Selected Machine Learning Algorithms
We used Principal Component Analysis (PCA) in order to explore the
underlying structure of our dataset. As a result of this set of
preliminary analyses, we carefully selected the classification
algorithms shown in Table 1. For a brief description of these algorithms
see Supplemental Information. We also made use of “Feature Selection”
techniques (FS) in order to identify the most suitable features (genes)
at predicting the correlation between gene expression data and dance
behaviour.
We explored three approaches with implicit feature ranking procedures
based on previous studies (see Table 1 and also Supplemental
Information): Random Forests (RF), Lasso and Elastic net Regularized
Generalized Linear Model (GLMNET), and Support Vector Machine (SVM).
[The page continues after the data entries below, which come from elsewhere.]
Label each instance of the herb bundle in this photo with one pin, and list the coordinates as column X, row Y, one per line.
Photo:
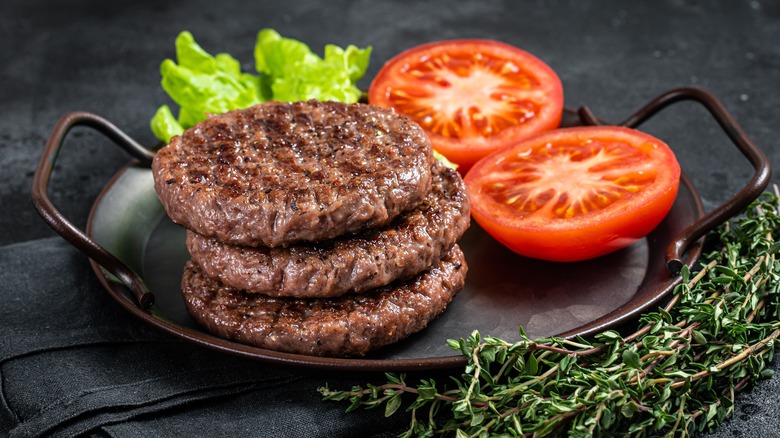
column 678, row 374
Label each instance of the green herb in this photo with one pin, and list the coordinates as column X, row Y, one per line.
column 676, row 375
column 287, row 70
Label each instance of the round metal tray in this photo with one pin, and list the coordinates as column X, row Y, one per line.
column 138, row 255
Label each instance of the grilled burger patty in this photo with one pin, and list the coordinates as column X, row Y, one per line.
column 344, row 326
column 357, row 263
column 280, row 173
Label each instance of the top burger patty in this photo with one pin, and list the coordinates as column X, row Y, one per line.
column 355, row 263
column 279, row 173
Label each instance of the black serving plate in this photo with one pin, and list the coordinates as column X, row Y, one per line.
column 138, row 255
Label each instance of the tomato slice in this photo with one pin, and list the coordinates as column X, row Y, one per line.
column 471, row 97
column 576, row 193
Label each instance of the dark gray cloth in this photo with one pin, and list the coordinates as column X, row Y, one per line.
column 73, row 362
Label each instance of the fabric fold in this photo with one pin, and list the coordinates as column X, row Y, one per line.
column 74, row 363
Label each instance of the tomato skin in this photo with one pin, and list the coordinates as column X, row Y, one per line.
column 542, row 235
column 458, row 96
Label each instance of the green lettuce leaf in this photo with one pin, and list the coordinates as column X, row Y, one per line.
column 293, row 72
column 287, row 70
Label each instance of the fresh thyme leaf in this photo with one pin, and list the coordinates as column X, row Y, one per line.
column 678, row 374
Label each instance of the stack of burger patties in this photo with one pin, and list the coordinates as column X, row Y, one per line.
column 316, row 228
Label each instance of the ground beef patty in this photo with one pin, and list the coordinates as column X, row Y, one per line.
column 356, row 263
column 345, row 326
column 279, row 173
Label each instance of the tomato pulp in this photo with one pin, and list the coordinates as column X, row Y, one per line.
column 471, row 97
column 576, row 193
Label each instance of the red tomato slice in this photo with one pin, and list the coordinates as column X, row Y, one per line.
column 472, row 97
column 576, row 193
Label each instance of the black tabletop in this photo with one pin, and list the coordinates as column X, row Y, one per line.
column 72, row 362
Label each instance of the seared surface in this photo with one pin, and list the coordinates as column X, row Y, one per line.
column 344, row 326
column 357, row 263
column 279, row 173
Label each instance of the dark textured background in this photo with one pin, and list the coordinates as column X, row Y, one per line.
column 102, row 57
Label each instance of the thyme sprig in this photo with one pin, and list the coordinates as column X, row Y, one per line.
column 677, row 374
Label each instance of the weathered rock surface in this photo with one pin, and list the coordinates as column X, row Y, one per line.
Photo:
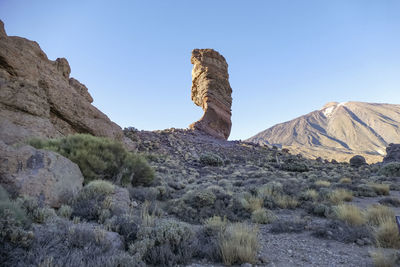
column 38, row 98
column 212, row 92
column 392, row 153
column 338, row 131
column 39, row 173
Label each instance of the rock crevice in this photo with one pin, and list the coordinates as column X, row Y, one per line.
column 39, row 99
column 211, row 91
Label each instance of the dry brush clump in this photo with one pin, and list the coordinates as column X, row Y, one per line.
column 380, row 189
column 167, row 243
column 338, row 196
column 263, row 216
column 350, row 214
column 376, row 214
column 382, row 259
column 239, row 244
column 391, row 169
column 100, row 158
column 387, row 234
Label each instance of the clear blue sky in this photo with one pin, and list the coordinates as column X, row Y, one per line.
column 286, row 58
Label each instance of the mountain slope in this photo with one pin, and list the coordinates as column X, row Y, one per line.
column 339, row 131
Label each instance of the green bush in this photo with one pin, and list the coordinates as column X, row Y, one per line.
column 263, row 216
column 100, row 158
column 36, row 212
column 390, row 169
column 211, row 159
column 13, row 225
column 93, row 201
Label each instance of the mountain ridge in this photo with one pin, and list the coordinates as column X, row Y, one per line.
column 338, row 131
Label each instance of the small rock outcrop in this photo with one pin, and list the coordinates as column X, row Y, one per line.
column 392, row 153
column 38, row 98
column 41, row 174
column 357, row 161
column 211, row 91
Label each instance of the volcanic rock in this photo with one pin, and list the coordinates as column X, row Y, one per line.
column 212, row 92
column 41, row 174
column 38, row 98
column 392, row 153
column 338, row 131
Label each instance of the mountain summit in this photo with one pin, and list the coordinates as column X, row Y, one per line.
column 338, row 131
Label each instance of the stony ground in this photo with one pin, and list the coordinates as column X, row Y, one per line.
column 290, row 200
column 249, row 166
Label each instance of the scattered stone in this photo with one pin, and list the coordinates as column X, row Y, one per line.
column 357, row 161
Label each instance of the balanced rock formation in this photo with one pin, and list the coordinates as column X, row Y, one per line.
column 392, row 153
column 211, row 91
column 38, row 98
column 41, row 174
column 357, row 161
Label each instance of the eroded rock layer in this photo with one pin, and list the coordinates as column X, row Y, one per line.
column 211, row 91
column 38, row 98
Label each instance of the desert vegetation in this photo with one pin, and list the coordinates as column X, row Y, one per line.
column 169, row 203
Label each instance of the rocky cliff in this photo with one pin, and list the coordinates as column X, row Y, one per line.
column 212, row 92
column 39, row 98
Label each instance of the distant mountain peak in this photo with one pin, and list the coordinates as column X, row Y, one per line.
column 338, row 131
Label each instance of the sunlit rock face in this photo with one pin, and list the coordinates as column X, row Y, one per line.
column 211, row 91
column 38, row 98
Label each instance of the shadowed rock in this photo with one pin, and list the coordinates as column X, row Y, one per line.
column 392, row 153
column 212, row 92
column 39, row 99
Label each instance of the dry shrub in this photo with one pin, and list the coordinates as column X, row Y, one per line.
column 239, row 244
column 216, row 224
column 263, row 216
column 350, row 214
column 322, row 183
column 345, row 180
column 285, row 201
column 252, row 203
column 339, row 195
column 310, row 194
column 380, row 189
column 378, row 213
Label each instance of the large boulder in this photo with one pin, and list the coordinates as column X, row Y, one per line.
column 41, row 174
column 211, row 91
column 38, row 98
column 392, row 153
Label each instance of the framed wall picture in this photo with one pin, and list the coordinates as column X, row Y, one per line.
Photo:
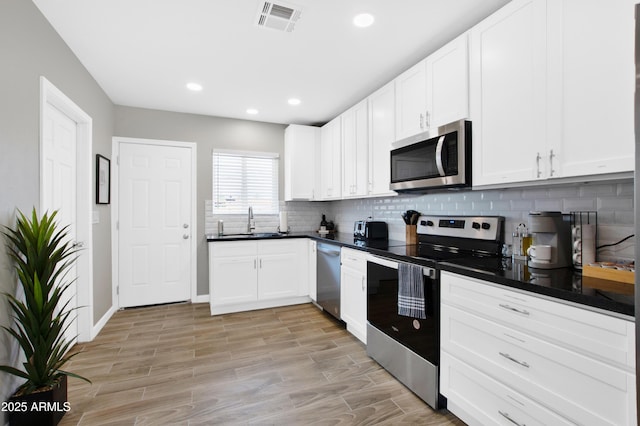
column 103, row 180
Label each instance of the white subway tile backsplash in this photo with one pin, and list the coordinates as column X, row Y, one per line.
column 579, row 204
column 548, row 205
column 614, row 203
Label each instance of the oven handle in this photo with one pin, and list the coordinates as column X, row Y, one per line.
column 439, row 156
column 393, row 264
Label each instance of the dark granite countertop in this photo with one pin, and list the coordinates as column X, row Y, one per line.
column 564, row 284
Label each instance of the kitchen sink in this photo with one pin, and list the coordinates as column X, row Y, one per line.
column 252, row 235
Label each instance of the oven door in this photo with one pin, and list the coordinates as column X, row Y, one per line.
column 419, row 335
column 432, row 159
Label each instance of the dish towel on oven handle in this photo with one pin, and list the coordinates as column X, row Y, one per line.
column 411, row 297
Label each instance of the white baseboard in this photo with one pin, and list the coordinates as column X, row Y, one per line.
column 202, row 298
column 102, row 322
column 262, row 304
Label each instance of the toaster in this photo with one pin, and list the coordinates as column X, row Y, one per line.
column 370, row 230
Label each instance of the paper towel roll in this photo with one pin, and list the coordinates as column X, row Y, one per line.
column 284, row 226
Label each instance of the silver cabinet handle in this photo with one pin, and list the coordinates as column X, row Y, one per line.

Due
to the complexity of the data, we decided to use a radial kernel for
SVM, as supported by previous research . These methods, also known as
“embedded techniques”, rank the features based on the already trained
classifier, and as a result, the predictive power of the selected
features is dependent on the performance of the model. The selected
approaches proved to converge on the same final set of predictors even
when subjected to repeated random starting conditions.
Whereas embedded methods obtain the importance of certain features from
the trained model, wrapper methods, such as Recursive Feature
Elimination (RFE), embed the model hypothesis search within the feature
subset search . RFE uses backwards selection to assess the importance of
each feature to the model. The ranking of the features is done by the
underlying algorithm, which can be RF, SVM, or others . Considering the
promising properties of RF for genomics studies , we decided to use RF
as the underlying model for recursive feature elimination.